Hacker News new | ask | show | jobs
by mpweiher 2776 days ago
I've seen a bunch of these (HTML -> PDF). I've never seen a succinct answer to: "How is this different/better than taking <random web browser> and hitting "print", which at least on OS X will produce a nice PDF?"
5 comments

Prince is pretty powerful when it comes to print-specific stuff. We care about pagination, making tables look good across page breaks, footnotes, great justification, table of contents, non-sRGB color space handling, crop marks, etc. Also having great accessibility annotations (often mandatory for government documents). These are things that web browsers are less concerned with - print-to-PDF is more of an afterthought, where as for us it's our main area of focus.
That's not even close to what you get with a good HTML -> PDF export, which can include anything from proper pagination, page margins and TOCs, to orphans handling and other such concerns.
The Synfony project use princexml to generate their documentation (including The Book) and it's phenomenally good.

https://symfony.com/doc/current/index.html#gsc.tab=0

Select offline, The book, 4.2 and it generates the book on the fly.

I'm not the guy you asked but I've been using PrinceXML to produce PDFs intended for customers of our client (e.g. invoices, terms and conditions, itineraries, etc.). Sure, we could just display the HTML and let either the customer or the sales agent press "Print to PDF" but it's not very user friendly—non-power users may not know that "print to PDF" is even an option—nor is it particularly practical for batch processing.

Full disclosure: If I'd had my way we would have used LaTeX templates to produce the PDFs but the previous developers had already implemented the HTML->PDF flow, so we just replaced the old, defunct service with Prince, which did a surprisingly good job, IMO.
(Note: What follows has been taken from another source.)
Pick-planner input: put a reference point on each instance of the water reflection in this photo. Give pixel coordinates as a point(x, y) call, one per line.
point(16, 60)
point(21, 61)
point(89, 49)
>Sure, we could just display the HTML and let either the customer or the sales agent press "Print to PDF" but it's not very user friendly—non-power users may not know that "print to PDF" is even an option—nor is it particularly practical for batch processing.

It's not just that. Print to PDF for basic stuff it can be an option. For complex documents, print workflows, etc, it's a non-starter.

> "How is this different/better than taking <random web browser> and hitting "print"

If you have to repeat this process 2000 times, it becomes time consuming. It doesn't scale for a single user needing 2000 pdfs to do the process manually.

You don't know Headless Browser modes. There are a bunch of scriptable CLIs.
I do know about headless browsers. The comment above mine mentioned a manual process, no scripts or headless browsers. a combo of Curl, wkhtmltopdf(or other html to pdf) and a for loop can perform this in a bash 1-liner.